Now a more honest – and credible approach – would require doing a careful analysis of the likely cost and benefits of a variety of the possible proposals on offer before reaching a difficult decision with respect to any one option (which would still inevitably imply huge potential costs).

So opposition to present policy does not represent a coherent strategy (as the likely costs of any proposed alternative strategy are not honestly addressed).
However because the electorate – understandably perhaps – is still unwilling to embrace this harsh reality, opposition politicians are in many ways pandering to such sentiment.
And this is the very same problem that led to the huge property bubble of the Celtic Tiger (and its subsequent crash).

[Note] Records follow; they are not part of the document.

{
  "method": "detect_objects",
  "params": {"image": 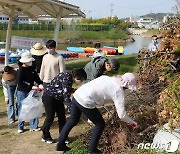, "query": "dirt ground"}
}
[0,88,140,154]
[0,103,89,154]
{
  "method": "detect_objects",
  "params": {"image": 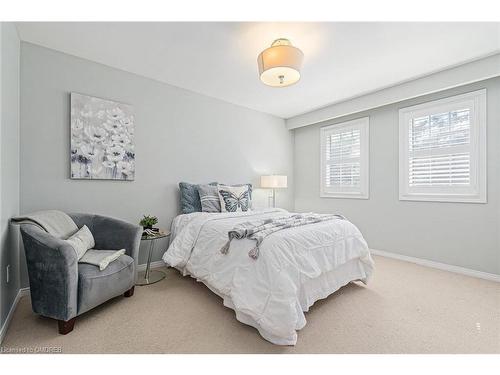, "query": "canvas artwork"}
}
[71,93,135,181]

In the last general election in 2007 all the major parties had proposals based on unrealistic growth rates of 4% plus being maintained in the Irish economy (though such rates were clearly unsustainable due to the massive property bubble already existing).

Now imagine for a moment if say the main opposition party e.g. Fine Gael had accurately foreseen the impending crisis in 2008 thereby promising to put into effect immediately the harsh economic measures required for adjustment! Well, it would simply have been decimated at the polls even though such a proposed strategy would have represented true foresight and leadership!

So the point I am making is perhaps the very unpopular one that even though we like to think of ourselves otherwise, in fact we act quite immaturely as an electorate. Therefore we are always more ready to accept the easy option than the harsher medicine that true leadership and responsibility might often require.

And indeed this is not a problem solely confined to Ireland but rather is endemic throughout the democracies of the Western World. It could even spell the death knell of the capitalist system, as we know it. Basically the problem – which is the same problem that has created a growing monster out of the financial system – is that we continually place the desire for prosperity based on short-term perspectives above the need for policies that are sustainable in the long term.

And then when things go badly wrong we immediately look for scapegoats. So, in Ireland we blame the government, the bankers, the developers and the regulators for our problems.
However during the good times the behaviour of all these groups (which indeed was often greatly misguided) in large part was greeted by our enthusiastic approval.

So for example we voted Fianna Fail back into office because we saw this party as the best hope of continuing the illusionary Celtic Tiger dream.

We greatly welcomed the easy credit terms on which money was simply thrown our way by the bankers because this enabled us to purchase more and more houses; we were equally happy that the developers kept planning new estates providing what we were so eager to buy; and then when this was enough we went abroad in droves amassing property all over Europe and beyond.

And finally we were very happy with the easy regulatory and planning environment, which placed so little obstacles in the way of all this happening. Now when things have gone so badly wrong we project our anger on these same groups who we so vigorously supported during the boom.

Before true change can take place, firstly we need to properly acknowledge both the nature and extent of our current problems. Secondly we need to honestly accept responsibility for our considerable collective role in enabling these problems to develop.
Unfortunately there is little sign that either requirement is being properly met. While we now consciously recognise many of the issues, subconsciously we are still in a state of denial and largely unwilling to make the adjustments required.
And while this continues, we will just stumble on in the same unsatisfactory manner with our anger being vented on an ever increasing range of convenient targets.